Eigenstates in QFT and amplitude of a field operator I've seen in different posts (such as here) that given a field $\hat{\phi}(x)$, its eigenstates $|\phi\rangle$ are of the form:
$$|\phi\rangle\ = e^{\int dx\phi(x)\hat{\phi}(x)}|0\rangle\tag1$$
I don't understand where this came from. 
Also, I have another question. If I had a one particle state $|\vec{p}\rangle$, and I want to know the amplitude of some shape of the field, let's call it $f(x)$, I guess I have to compute
$${\rm amplitude} =\ \langle f(x)|\vec{p}\rangle \ =\ \langle f(x)|a_{\vec{p}}^\dagger\ |0\rangle \tag2$$
Where $|0\rangle$ is the vacuum state. But, could I write equation (2) as:
$${\rm amplitude} = 4\sqrt{\pi}f(x)\exp\{-\frac{1}{2}\int\ d^3d^3yf(x)\Omega_{x, y}f(y)\}\tag3$$
In analogy with harmonic ($4\sqrt{\pi}f(x) =$ norm of state in Harmonic oscillator times the 1-degree Hermite's polynomial) and with $\Omega_{x, y}$ is the kernel that you can see in Eq. (3) of Interaction term in QFT
 A: Your best bet might be Itzykson & Zuber's overdetailed QFT text, insert in 3.1.2. They explain that your overly  naive expression (1) yields eigenstates of $\hat \phi (x)_-$, not $\hat \phi (x)$. The answer you are citing distinctly warns you this is not a field operator eigenstate. (By the way, your $|f(x)\rangle$ should really be $|f\rangle$, as it covers all xs.
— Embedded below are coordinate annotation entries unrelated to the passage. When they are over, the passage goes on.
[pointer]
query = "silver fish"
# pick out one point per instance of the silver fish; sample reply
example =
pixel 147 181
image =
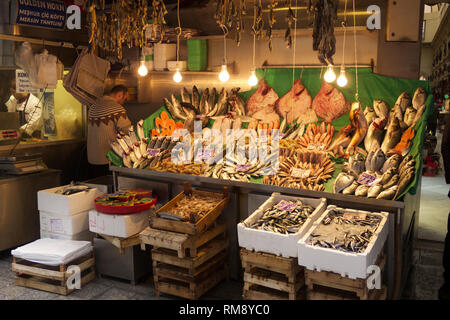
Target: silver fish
pixel 404 182
pixel 351 188
pixel 343 180
pixel 378 160
pixel 185 96
pixel 410 115
pixel 381 108
pixel 356 164
pixel 388 194
pixel 369 160
pixel 195 98
pixel 392 162
pixel 374 135
pixel 418 115
pixel 211 100
pixel 404 101
pixel 387 176
pixel 392 136
pixel 419 98
pixel 204 101
pixel 374 191
pixel 175 108
pixel 361 191
pixel 392 182
pixel 370 114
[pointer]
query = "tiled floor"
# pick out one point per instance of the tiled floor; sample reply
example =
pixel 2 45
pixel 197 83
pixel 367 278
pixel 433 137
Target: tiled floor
pixel 425 280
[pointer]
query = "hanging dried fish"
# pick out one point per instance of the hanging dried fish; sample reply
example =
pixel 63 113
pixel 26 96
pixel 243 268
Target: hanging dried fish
pixel 324 41
pixel 290 18
pixel 272 21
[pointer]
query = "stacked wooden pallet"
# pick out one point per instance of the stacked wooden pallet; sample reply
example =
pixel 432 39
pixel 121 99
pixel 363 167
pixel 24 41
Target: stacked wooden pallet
pixel 53 278
pixel 332 286
pixel 185 265
pixel 189 259
pixel 271 277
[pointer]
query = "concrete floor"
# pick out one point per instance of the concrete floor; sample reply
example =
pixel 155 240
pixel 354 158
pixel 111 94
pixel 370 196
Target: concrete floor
pixel 423 284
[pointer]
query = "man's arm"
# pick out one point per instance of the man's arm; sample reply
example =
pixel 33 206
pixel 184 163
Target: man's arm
pixel 35 113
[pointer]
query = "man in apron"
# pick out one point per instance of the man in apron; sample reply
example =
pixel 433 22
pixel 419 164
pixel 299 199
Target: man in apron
pixel 30 109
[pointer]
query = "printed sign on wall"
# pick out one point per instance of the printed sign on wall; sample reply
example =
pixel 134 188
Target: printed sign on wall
pixel 41 13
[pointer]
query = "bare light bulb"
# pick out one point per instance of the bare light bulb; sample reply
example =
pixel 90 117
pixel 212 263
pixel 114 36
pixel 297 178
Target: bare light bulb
pixel 253 80
pixel 177 76
pixel 342 79
pixel 143 71
pixel 329 76
pixel 224 75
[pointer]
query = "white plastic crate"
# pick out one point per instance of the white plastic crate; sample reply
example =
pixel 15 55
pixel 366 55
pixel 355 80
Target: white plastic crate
pixel 276 243
pixel 347 264
pixel 82 236
pixel 62 205
pixel 68 225
pixel 122 226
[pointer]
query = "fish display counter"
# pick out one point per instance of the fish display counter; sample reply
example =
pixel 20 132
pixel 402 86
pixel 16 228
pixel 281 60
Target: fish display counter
pixel 358 148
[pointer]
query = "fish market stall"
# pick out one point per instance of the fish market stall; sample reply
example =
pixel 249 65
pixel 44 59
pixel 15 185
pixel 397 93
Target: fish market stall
pixel 361 155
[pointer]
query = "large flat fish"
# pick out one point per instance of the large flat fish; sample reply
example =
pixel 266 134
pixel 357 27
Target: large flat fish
pixel 296 104
pixel 330 103
pixel 263 96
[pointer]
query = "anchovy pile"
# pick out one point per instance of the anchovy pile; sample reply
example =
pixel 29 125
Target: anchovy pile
pixel 344 240
pixel 283 221
pixel 139 152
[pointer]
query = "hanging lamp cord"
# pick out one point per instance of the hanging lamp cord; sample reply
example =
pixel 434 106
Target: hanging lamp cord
pixel 344 25
pixel 356 58
pixel 179 32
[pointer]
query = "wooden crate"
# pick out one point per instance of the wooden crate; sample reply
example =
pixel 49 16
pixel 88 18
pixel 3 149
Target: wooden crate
pixel 185 245
pixel 52 278
pixel 179 282
pixel 268 276
pixel 186 227
pixel 332 286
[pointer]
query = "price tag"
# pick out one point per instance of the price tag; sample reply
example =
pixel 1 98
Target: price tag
pixel 286 205
pixel 313 146
pixel 355 216
pixel 278 137
pixel 153 152
pixel 300 173
pixel 367 179
pixel 207 154
pixel 243 167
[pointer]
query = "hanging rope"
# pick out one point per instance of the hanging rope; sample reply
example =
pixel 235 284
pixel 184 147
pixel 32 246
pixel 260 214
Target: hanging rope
pixel 344 24
pixel 356 59
pixel 295 41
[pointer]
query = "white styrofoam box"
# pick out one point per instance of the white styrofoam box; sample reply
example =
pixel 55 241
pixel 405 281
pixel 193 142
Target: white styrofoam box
pixel 68 225
pixel 62 205
pixel 352 265
pixel 122 226
pixel 276 243
pixel 83 235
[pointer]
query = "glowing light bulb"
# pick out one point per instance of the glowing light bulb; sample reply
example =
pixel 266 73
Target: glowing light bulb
pixel 329 76
pixel 142 71
pixel 253 80
pixel 177 76
pixel 224 75
pixel 342 79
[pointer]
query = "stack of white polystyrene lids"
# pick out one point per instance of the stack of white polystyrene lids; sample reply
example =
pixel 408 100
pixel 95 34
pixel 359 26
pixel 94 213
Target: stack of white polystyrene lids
pixel 53 252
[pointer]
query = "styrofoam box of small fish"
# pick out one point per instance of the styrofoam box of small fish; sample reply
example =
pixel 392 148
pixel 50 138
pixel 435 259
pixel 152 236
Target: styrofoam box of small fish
pixel 274 242
pixel 348 264
pixel 66 205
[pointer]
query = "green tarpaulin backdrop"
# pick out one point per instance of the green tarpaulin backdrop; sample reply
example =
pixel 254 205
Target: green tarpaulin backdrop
pixel 371 87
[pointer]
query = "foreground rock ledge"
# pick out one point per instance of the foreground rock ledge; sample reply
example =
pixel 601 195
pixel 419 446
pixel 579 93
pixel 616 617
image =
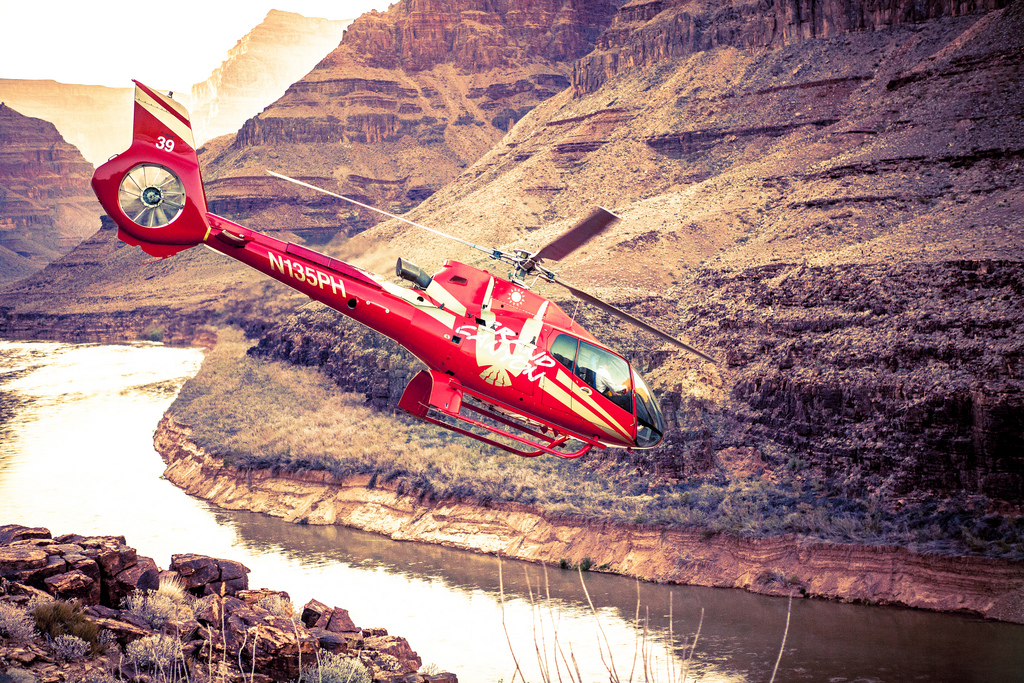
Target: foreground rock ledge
pixel 228 631
pixel 880 574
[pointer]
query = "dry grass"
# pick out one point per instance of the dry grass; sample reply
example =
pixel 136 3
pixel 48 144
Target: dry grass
pixel 262 414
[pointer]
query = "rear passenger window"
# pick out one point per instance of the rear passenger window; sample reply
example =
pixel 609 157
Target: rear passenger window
pixel 563 350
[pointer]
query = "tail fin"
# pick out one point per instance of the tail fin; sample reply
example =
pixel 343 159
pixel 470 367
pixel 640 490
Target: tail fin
pixel 154 190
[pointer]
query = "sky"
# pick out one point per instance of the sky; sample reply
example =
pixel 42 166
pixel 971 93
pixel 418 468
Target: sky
pixel 170 44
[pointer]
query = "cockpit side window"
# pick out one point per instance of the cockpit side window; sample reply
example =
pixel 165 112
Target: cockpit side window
pixel 607 373
pixel 650 423
pixel 563 350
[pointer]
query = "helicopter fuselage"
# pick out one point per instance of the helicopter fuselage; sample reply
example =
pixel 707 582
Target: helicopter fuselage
pixel 477 334
pixel 504 366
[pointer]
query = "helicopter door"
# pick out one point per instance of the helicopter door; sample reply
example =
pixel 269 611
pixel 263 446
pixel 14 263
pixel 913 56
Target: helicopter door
pixel 604 375
pixel 552 393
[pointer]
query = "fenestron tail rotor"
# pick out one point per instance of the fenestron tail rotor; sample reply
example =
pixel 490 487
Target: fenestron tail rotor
pixel 526 263
pixel 152 196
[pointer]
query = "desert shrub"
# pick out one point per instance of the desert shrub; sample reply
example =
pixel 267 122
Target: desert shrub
pixel 70 648
pixel 93 677
pixel 156 653
pixel 268 415
pixel 336 669
pixel 66 619
pixel 170 602
pixel 275 604
pixel 15 623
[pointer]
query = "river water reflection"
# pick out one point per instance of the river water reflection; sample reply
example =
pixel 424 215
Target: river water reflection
pixel 76 456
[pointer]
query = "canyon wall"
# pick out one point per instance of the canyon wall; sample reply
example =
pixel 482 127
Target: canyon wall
pixel 879 574
pixel 46 204
pixel 258 70
pixel 93 118
pixel 645 33
pixel 409 99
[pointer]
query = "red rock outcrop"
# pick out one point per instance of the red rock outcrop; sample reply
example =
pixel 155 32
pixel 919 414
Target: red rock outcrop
pixel 258 70
pixel 409 99
pixel 645 32
pixel 93 118
pixel 248 633
pixel 885 574
pixel 46 204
The argument is the function, not its value at some x.)
Rather than perish in a nightmare of sequential Fourier transforms, rampant indexing and normalizations to enforce Lorentz invariance and Hermiticity, I'll give you an easy hint.
I'll eliminate the entire infinite array of oscillators of QFT, retaining only one, and remind you of the basic coherent state  maneuvers, adumbrating the trail map for your proof involving an infinity of oscillators.  
So, just keep a single oscillator, and go to here ; here; and 
here for technical details. $\hat \phi$ here corresponds to $\hat x$, $\hat \phi_+$ to $a^\dagger$, but $\hat p$ to the canonical conjugate field $\pi$; distinctly not your oscillator label, fluff, for your $|\vec p\rangle$, which has reduced to a single value here (along with your x fluff label). 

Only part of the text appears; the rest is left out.